Qualifications For Parliamentary Candidates
Persons are qualified to be elected or appointed as MPs if:
- they are Singapore citizens;
- they are 21 years of age or above on the day of nomination for election;
- their names appear in a current register of electors;
- they are resident in Singapore at the date of nomination and have been so resident for an aggregate period of not less than ten years before that date;
- they are able, with a degree of proficiency sufficient to enable them to take an active part in Parliamentary proceedings, to speak and, unless incapacitated by blindness or some other physical cause, to read and write at least one of the following languages: English, Malay, Mandarin and Tamil; and
- they are not otherwise disqualified from being MPs under Article 45 of the Constitution.

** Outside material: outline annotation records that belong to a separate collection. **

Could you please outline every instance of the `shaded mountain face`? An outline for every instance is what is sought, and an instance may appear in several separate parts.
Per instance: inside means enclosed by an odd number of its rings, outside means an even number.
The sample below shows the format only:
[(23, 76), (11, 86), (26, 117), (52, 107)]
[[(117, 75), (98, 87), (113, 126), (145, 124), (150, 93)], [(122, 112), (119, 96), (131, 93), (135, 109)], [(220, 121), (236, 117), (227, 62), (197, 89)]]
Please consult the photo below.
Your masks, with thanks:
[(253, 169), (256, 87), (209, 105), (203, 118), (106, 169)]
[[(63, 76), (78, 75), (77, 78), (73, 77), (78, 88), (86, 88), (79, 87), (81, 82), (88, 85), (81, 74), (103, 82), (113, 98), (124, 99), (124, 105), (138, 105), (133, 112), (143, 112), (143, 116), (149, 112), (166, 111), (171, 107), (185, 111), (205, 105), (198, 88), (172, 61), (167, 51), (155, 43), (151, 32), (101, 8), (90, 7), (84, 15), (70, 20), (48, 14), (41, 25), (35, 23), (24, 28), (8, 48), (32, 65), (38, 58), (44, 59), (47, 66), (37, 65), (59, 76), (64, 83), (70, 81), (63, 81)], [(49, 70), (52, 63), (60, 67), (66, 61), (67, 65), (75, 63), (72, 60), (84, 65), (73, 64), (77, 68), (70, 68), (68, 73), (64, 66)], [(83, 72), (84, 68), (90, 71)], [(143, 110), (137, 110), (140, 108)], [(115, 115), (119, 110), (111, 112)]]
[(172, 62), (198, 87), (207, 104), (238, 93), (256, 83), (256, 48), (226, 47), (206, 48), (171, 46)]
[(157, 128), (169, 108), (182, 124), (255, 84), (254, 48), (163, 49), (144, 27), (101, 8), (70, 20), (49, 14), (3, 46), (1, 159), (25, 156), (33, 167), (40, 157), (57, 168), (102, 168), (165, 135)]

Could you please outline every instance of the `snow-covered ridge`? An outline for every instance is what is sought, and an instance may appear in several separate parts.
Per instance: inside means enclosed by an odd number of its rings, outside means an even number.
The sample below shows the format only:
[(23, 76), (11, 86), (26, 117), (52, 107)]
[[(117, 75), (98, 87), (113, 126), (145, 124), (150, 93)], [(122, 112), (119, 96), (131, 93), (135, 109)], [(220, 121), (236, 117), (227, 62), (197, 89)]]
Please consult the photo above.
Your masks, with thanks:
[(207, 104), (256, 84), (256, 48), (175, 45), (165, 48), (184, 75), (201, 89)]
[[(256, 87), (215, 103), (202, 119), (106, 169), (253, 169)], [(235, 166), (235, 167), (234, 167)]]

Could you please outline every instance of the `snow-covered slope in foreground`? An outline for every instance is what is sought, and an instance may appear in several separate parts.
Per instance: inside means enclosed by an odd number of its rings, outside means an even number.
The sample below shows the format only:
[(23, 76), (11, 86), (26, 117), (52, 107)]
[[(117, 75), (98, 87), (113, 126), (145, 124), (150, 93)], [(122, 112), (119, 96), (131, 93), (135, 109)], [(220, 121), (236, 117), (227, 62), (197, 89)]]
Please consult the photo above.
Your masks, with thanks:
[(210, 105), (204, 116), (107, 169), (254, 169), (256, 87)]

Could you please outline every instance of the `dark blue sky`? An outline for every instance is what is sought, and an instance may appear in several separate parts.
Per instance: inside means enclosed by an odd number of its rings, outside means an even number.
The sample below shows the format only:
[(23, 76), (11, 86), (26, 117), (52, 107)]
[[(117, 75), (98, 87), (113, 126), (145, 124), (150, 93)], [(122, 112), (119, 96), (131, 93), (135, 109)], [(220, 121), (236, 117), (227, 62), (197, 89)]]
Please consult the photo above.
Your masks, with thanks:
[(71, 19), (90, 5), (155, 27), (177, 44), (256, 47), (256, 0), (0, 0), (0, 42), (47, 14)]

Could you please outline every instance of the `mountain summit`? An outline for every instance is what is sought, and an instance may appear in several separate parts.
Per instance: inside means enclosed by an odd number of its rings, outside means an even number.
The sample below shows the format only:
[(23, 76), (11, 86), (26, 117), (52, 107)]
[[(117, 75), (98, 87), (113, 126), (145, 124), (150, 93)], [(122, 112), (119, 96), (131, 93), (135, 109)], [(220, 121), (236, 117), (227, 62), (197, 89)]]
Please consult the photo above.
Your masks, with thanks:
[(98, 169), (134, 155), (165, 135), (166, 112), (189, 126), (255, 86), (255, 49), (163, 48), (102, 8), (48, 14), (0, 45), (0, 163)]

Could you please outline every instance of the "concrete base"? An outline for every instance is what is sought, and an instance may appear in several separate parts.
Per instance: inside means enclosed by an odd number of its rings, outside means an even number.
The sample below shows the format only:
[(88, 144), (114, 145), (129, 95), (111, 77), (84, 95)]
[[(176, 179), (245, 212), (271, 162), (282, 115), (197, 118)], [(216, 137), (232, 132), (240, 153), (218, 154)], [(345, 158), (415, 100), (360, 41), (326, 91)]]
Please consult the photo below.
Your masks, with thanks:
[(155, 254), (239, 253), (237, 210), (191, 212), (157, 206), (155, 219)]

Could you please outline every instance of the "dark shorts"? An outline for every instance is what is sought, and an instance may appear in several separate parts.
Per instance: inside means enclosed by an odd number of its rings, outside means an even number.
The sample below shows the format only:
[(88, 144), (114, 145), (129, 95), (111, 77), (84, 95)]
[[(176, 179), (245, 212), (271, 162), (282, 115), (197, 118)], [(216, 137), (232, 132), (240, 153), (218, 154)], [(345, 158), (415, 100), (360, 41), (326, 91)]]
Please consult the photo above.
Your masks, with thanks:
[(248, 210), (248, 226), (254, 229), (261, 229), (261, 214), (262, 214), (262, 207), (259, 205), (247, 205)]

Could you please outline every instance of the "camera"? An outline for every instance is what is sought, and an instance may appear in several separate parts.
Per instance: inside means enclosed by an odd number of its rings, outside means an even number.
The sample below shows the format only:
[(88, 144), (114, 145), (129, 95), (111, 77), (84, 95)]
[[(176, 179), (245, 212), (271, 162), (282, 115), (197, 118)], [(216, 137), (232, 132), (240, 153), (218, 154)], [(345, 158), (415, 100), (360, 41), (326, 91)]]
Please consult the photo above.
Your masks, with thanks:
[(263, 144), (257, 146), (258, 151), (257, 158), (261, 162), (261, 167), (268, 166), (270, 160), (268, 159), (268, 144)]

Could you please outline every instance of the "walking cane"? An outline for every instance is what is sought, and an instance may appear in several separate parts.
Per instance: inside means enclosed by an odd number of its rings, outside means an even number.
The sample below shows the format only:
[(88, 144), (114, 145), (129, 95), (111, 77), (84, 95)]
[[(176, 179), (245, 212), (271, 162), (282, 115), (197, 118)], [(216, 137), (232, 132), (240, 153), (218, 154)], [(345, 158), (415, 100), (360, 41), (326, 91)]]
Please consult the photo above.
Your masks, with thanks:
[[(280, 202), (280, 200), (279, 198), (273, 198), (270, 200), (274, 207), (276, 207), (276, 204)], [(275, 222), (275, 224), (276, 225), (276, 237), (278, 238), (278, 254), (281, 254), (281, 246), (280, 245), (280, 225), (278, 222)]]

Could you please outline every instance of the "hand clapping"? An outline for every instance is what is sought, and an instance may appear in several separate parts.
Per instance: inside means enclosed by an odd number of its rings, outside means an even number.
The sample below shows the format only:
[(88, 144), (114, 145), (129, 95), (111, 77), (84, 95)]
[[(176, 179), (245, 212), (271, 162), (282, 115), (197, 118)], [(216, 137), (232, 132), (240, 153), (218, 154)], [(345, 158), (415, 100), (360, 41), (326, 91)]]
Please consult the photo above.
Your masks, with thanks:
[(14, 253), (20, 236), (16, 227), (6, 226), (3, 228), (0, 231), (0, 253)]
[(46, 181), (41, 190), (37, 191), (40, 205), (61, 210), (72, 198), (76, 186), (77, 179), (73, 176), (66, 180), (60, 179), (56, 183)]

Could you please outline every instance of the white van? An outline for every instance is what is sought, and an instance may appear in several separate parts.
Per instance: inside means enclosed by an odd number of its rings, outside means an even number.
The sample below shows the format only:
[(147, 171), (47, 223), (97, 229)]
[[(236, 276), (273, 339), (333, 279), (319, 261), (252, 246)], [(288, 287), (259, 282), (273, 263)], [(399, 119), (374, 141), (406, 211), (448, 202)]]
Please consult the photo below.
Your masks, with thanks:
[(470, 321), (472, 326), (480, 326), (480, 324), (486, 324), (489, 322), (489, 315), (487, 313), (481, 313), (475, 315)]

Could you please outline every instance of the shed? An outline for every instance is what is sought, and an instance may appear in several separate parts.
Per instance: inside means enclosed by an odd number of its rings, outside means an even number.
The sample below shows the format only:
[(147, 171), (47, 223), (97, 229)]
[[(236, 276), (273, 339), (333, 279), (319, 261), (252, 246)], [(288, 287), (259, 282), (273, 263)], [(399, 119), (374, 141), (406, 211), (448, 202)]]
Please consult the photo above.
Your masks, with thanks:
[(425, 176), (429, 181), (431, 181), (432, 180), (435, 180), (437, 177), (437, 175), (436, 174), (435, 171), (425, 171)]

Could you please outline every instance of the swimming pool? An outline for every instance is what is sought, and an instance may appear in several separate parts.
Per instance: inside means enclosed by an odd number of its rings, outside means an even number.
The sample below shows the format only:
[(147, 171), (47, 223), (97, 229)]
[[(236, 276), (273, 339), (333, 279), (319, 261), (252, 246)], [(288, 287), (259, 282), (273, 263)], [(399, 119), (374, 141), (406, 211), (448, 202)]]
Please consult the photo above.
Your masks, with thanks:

Article 45 provides that persons are not qualified to be MPs if:
- they are and have been found or declared to be of unsound mind;
- they are undischarged bankrupts;
- they hold offices of profit;
- having been nominated for election to Parliament or the office of President or having acted as election agent to a person so nominated, they have failed to lodge any return of election expenses required by law within the time and in the manner required;
- they have been convicted of an offence by a court of law in Singapore or Malaysia and sentenced to imprisonment for a term of not less than one year or to a fine of not less than S$2,000 and have not received a free pardon;
- they have voluntarily acquired the citizenship of, or exercised rights of citizenship in, a foreign country or has made a declaration of allegiance to a foreign country; or
- they are disqualified under any law relating to offences in connection with elections to Parliament or the office of President by reason of having been convicted of such an offence or having in proceedings relating to such an election been proved guilty of an act constituting such an offence.
A person's disqualification for having failed to properly lodge a return of election expenses or having been convicted of an offence may be removed by the President. If the President has not done so, the disqualification ceases at the end of five years from the date on which the return was required to be lodged or, as the case may be, the date on which the person convicted was released from custody or the date on which the fine was imposed. In addition, a person is not disqualified for acquiring or exercising rights of foreign citizenship or declared allegiance to a foreign country if he or she did so before becoming a Singapore citizen.